Escribe Cesar H. Zuccotti.
Entre las transformaciones ocurridas en el país en los ultimos 30 años, se produjo un profundo deterioro de la educación. El incremento de la pobreza, la marginalidad y las desigualdades sociales y en forma simultánea el aumento de la escolarización especialmente en el secundario, generaron como resultado, una situación de segregación que consistio en la concentración de sectores medios y altos en la escuela privada, quedando la escuela pública para los sectores mas pobres.
Una de las consecuencias mas tangibles de este proceso, es el descenso sostenido en los resultados de los aprendizajes de los alumnos. Argentina descendio al 6º lugar en el ranking de evaluacion de paises latinoamericanos realizado por la Unesco, delante nuestro estan Cuba, Costa Rica, Chile, Uruguay, entre otros, la provincia de Entre Rios descendio del 2º al 10º lugar entre sus pares , entre los años 2001 y 2006. La infancia aseada, disciplinada y prolija que concurría a la escuela publica , hasta la década de los 80, fué mutando en consonancia con las transformaciones producidas en la sociedad. Los maestros fueron verdaderos símbolos omnipresentes , de un estado activo que desde los comienzos del siglo se habia impuesto generar las condiciones básicas para que a traves de una educacion publica igualitaria y de calidad se garantizara el ascenso social y la posibilidad de superación de todos los argentinos y en especial se eliminaran las asimetrias sociales que condicionaban a los mas pobres.
La educacion pudo ser universal , obligatoria pero tambien de calidad. Hoy a partir de las transformaciones, producidas en la sociedad y de la aparicion de condiciones de marginalidad, pobreza y fragmentación, quienes acceden a la escuela, no plantean demandas inherentes al saber, sino qe en muchos casos requieren perentoriamente, por atención;en el aspecto social, emocional, sanitario, alimentario, que una escuela deteriorada y sin recursos materiales no puede afrontar. Este no es el rol de los docentes , que cotidianamente tratan de cubrir, con enormes carencias y limitaciones que no les son imputables. El estado imagina y supone que la escuela debe ser un muro de contención social y que la producción de saberes y la función de enseñar son actividades complementarias o anexas.
Si hoy se puede afirmar sin dudas , que la educación primaria ha saldado una deuda en el sentido de garantizar una alta cobertura de la tasa de escolarizacion, que en el país asciende al 98, 1%(censo indec 2001)el problema mayor que persiste y se agrava , es la gran desigualdad educativa que se registra en todo el país.
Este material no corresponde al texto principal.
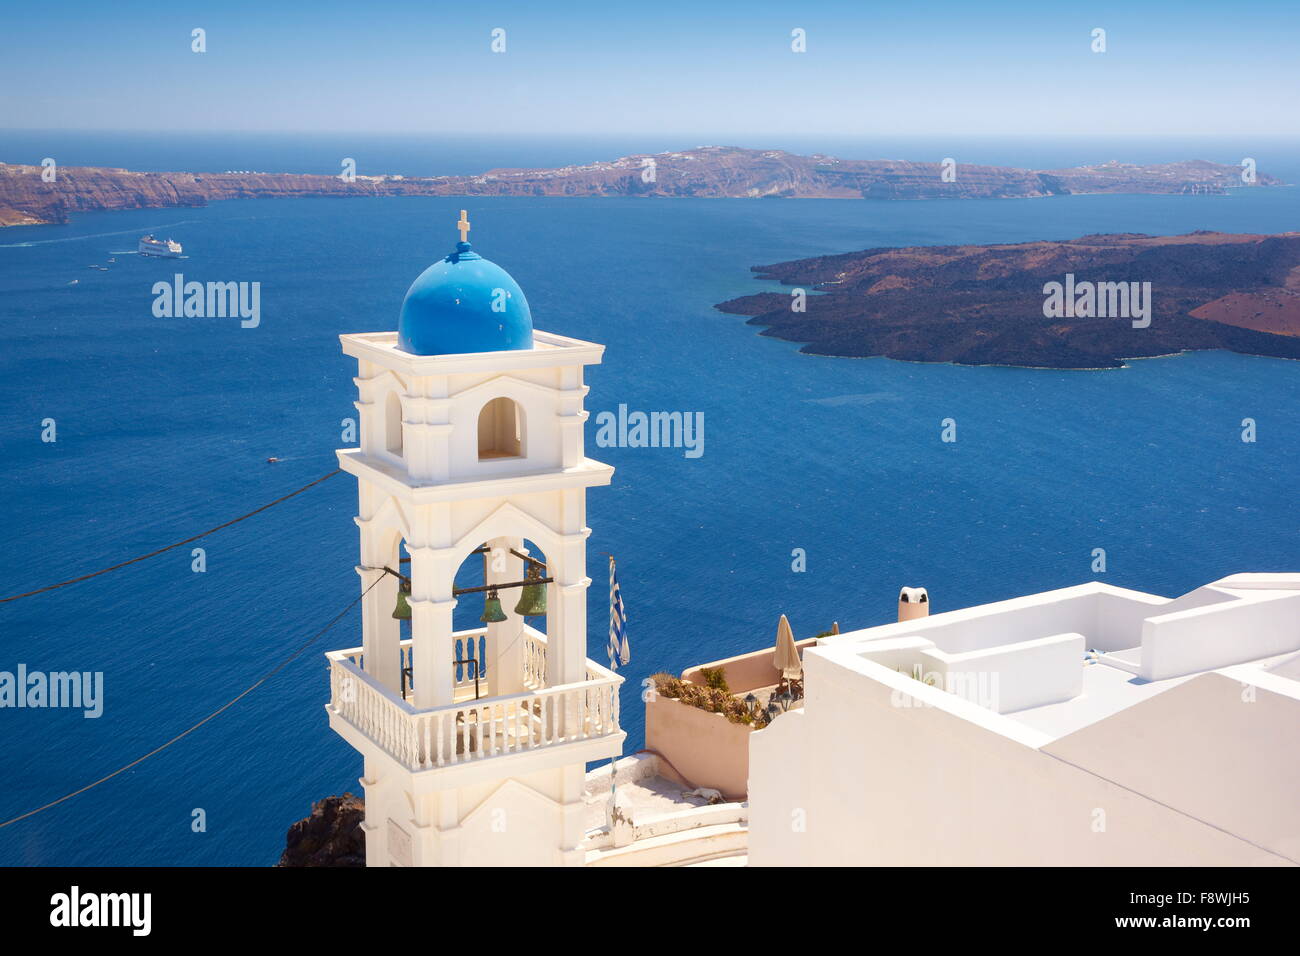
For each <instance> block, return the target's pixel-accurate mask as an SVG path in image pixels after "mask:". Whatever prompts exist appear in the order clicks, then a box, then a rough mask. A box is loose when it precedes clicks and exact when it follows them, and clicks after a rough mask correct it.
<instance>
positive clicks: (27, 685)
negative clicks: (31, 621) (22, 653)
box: [0, 663, 104, 719]
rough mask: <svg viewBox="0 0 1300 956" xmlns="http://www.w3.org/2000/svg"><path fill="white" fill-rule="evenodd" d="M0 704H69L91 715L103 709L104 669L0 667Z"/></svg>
mask: <svg viewBox="0 0 1300 956" xmlns="http://www.w3.org/2000/svg"><path fill="white" fill-rule="evenodd" d="M0 708H34V709H43V708H68V709H73V710H81V711H83V713H82V717H85V718H88V719H94V718H96V717H100V715H103V713H104V671H51V672H48V674H47V672H45V671H29V670H27V665H25V663H19V665H18V667H17V670H14V671H0Z"/></svg>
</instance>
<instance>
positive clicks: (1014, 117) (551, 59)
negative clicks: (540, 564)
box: [0, 0, 1300, 142]
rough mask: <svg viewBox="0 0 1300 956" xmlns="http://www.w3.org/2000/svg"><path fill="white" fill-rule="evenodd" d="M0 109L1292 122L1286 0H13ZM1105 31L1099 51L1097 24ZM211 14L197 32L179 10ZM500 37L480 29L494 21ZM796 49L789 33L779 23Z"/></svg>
mask: <svg viewBox="0 0 1300 956" xmlns="http://www.w3.org/2000/svg"><path fill="white" fill-rule="evenodd" d="M0 23H4V31H3V33H0V90H3V91H4V94H3V95H0V130H3V129H64V130H91V129H95V130H105V129H129V130H251V131H256V130H278V131H344V130H346V131H355V133H419V134H446V135H508V137H526V135H551V137H555V135H571V134H580V135H593V134H604V135H610V134H615V135H617V134H638V135H645V134H675V135H679V134H680V135H690V137H693V138H694V139H695V140H697V142H725V140H728V139H737V138H748V139H754V138H755V137H762V134H763V133H771V131H774V130H775V131H780V133H783V134H784V135H783V137H781V138H790V135H793V134H798V135H803V137H815V135H827V137H841V138H842V137H854V135H865V134H892V135H972V134H987V135H1044V137H1048V135H1065V134H1070V135H1160V134H1184V135H1204V134H1210V133H1213V134H1230V135H1242V134H1244V135H1291V134H1295V133H1296V131H1297V130H1300V60H1297V57H1296V53H1297V51H1300V3H1295V1H1294V0H1291V1H1290V3H1283V1H1278V3H1273V1H1262V3H1261V1H1260V0H1255V1H1252V3H1248V4H1225V3H1197V1H1195V0H1190V1H1187V3H1141V1H1140V0H1139V1H1132V3H1070V1H1063V3H1057V1H1053V0H1039V3H996V1H991V3H975V1H963V3H926V1H924V0H918V1H909V0H902V1H901V3H898V1H894V3H872V1H871V0H857V1H855V3H819V1H818V0H807V1H803V3H779V4H777V3H762V0H753V1H751V3H701V1H698V0H697V1H695V3H679V1H677V0H654V3H650V1H646V3H621V1H614V0H604V1H603V3H586V1H585V0H573V1H571V3H564V4H545V3H537V0H533V1H532V3H520V4H513V3H467V1H464V0H461V1H460V3H435V1H430V0H425V1H424V3H406V1H404V0H391V1H383V3H373V4H367V3H359V1H357V3H333V1H330V0H322V1H321V3H316V4H309V5H308V4H304V3H303V4H300V3H268V1H265V0H263V1H261V3H247V1H246V0H227V1H226V3H221V4H186V3H174V4H170V3H168V4H165V3H157V1H156V0H155V1H153V3H134V1H133V0H126V1H125V3H113V4H107V3H103V1H101V0H96V3H57V1H56V0H42V1H40V3H17V1H16V0H0ZM1099 27H1100V29H1104V30H1105V31H1106V33H1105V42H1106V49H1105V52H1093V49H1092V46H1093V36H1092V33H1093V30H1095V29H1099ZM194 29H203V30H204V31H205V43H207V49H205V52H201V53H199V52H194V51H192V49H191V44H192V39H191V31H192V30H194ZM495 29H500V30H504V52H493V49H491V43H493V35H491V34H493V30H495ZM796 29H800V30H803V31H805V35H806V52H800V53H797V52H793V51H792V31H793V30H796Z"/></svg>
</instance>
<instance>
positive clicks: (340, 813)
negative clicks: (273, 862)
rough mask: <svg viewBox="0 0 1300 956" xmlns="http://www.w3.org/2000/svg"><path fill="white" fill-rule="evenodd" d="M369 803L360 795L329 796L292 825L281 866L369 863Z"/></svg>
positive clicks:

La calidad educativa, el tiempo de clase, la disponibilidad de recursos, la posibilidad cierta de los docentes, de acceder a una formacion adecuada, varía en gran medida entre las distintas provincias, aun entre regiones de una misma provincia y por supuesto entre sectores sociales.
El sistema educativo indudablemente se tiene que desplegar en un ámbito muy extenso , que presenta obstáculos y dificultades , que que al no ser adecuadamente tratados , impiden obtener una calidad educativa homogénea. Estas condiciones relativizan la posibilidad cierta , de lograr los objetivos de calidad en el aprendizaje, capacitacion adecuada e igualdad de oportunidades.
Como hoy el gobierno le asigna a la escuela , la función de asistencia, de alimentación, de prevención, y sosten de las necesidades básicas mas impostergables del alumnado, se continúa generando un impacto negativo, sobre lo que debiera ser la actividad específica de los docentes , que es la de enseñar.
El perjuicio mayor de este circulo vicioso, es para la sociedad en general y para los sectores mas vulnerabes y desprotegidos en particular, por que si no pueden reparar ni desnivelar este proceso , que cada dia les resulta mas gravoso, y los condena a peores condiciones. La iniciativa y la conduccion de de un proceso que apunte a revertir esta situación , debe plantearse a traves de la elaboración de politicas de estado , que se proyecten con estabilidad y consenso en el tiempo.